National Treasury Cabinet Secretary John Mbadi has criticized Kenya’s current devolved system, advocating for a reduction in the number of counties from 47 to a maximum of 14.

According to Mbadi, the existing county structure is financially unsustainable due to the soaring wage bill.

 Mbadi highlighted the inefficiencies in county administrations, arguing that excessive staffing and unnecessary roles have burdened the government.

He pointed out that counties employ numerous directors in various sectors, including fisheries, boda bodas, music, and culture—positions with high salaries and deputies.

“Each county operates like an independent government, with a governor, deputy, and multiple executives. Most have 10 ministers, chief officers, and large county assemblies, making the system costly,” Mbadi remarked.

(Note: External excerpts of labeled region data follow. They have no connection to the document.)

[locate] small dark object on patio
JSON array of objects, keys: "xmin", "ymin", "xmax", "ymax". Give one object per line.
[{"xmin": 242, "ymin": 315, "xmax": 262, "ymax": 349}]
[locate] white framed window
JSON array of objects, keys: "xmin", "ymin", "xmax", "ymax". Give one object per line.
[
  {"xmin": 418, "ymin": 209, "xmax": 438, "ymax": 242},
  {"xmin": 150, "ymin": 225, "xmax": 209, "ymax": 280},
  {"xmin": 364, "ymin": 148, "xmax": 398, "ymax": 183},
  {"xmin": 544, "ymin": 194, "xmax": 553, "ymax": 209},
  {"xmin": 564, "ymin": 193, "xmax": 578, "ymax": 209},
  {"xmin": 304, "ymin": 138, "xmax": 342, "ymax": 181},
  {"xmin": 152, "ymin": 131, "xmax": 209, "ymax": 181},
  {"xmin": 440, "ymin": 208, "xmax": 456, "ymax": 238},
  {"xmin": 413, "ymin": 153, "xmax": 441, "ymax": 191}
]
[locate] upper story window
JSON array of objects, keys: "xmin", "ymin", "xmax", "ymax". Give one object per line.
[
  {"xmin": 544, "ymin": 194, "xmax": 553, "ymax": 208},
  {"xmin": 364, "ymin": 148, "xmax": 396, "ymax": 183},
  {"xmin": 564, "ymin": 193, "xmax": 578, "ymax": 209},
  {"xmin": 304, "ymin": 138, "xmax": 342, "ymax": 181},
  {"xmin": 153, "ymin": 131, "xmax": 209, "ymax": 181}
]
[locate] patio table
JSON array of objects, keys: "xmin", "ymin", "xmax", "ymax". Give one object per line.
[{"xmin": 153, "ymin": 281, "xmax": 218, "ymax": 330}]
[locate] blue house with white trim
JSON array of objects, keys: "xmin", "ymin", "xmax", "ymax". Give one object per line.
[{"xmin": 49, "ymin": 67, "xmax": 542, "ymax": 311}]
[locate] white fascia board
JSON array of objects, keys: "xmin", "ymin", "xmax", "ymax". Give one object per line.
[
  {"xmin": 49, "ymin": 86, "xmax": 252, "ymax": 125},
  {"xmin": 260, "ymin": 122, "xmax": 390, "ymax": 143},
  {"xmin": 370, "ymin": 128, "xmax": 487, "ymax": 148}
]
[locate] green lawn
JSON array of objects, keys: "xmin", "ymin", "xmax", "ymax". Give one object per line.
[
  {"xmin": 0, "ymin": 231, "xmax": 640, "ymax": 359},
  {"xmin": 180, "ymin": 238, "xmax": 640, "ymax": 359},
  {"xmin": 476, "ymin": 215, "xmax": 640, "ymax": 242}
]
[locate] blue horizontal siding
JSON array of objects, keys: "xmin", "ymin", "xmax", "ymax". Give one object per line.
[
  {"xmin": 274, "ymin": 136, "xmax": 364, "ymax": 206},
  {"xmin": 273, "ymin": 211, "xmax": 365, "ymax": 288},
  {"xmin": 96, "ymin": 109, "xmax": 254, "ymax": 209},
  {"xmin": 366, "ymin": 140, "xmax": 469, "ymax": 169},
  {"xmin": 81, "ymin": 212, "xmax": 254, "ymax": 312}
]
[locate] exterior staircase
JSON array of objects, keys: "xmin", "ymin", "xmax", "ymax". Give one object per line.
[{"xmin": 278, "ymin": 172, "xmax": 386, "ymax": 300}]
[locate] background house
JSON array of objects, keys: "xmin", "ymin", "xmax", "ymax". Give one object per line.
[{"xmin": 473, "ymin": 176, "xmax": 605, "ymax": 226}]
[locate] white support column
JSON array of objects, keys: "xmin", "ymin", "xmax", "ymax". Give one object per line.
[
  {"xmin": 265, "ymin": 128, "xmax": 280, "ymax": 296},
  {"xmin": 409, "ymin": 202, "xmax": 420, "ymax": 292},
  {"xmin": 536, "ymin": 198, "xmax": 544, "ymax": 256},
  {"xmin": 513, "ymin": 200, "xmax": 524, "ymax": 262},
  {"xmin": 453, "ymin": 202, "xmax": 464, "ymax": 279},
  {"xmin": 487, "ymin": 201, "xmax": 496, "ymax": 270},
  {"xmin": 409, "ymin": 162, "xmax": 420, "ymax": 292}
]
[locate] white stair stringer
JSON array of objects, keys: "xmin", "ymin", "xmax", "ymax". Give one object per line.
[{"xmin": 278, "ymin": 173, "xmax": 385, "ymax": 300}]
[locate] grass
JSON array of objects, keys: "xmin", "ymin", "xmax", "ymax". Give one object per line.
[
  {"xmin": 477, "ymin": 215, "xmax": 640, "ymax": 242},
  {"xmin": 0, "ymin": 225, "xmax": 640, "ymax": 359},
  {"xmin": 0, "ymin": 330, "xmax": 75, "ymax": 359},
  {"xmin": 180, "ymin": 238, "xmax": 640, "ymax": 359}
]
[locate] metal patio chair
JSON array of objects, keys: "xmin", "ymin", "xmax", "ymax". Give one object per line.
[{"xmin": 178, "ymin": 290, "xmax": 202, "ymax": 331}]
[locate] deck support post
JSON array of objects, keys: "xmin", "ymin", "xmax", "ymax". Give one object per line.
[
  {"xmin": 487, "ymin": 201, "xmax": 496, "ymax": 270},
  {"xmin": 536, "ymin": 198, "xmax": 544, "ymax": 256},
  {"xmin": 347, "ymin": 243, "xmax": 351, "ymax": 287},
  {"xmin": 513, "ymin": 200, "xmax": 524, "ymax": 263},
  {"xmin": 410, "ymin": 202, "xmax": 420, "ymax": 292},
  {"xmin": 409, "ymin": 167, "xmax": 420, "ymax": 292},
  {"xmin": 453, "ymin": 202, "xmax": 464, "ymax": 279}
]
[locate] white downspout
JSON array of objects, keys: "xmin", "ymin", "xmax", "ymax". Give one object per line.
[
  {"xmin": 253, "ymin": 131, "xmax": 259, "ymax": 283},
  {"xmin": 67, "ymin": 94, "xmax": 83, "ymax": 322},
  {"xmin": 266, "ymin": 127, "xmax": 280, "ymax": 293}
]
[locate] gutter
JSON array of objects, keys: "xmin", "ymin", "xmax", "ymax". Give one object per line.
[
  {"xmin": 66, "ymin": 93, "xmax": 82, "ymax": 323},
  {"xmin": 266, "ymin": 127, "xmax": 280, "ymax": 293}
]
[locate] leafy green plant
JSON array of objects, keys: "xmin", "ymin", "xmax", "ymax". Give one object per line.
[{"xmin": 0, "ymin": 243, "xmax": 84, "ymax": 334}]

When asked by host Jeff Koinange whether he would support a return to Kenya’s previous eight-province system, Mbadi responded that reverting to the old structure or adopting a maximum of 14 administrative units would be more practical. He cited Rift Valley and Eastern Province as regions that could have been split into multiple units under a revised system.

Mbadi further explained that Kenya’s wage bill is unsustainable, with Ksh.80 billion spent monthly on salaries at the national level, totaling nearly Ksh.1 trillion annually. Additionally, loan repayments consume Ksh.1.1 trillion of the Ksh.2.5 trillion in government revenue, leaving little for development projects.

He urged Kenyans to reconsider the current devolution model, advocating for streamlined governance that prioritizes resource allocation over bloated administrations.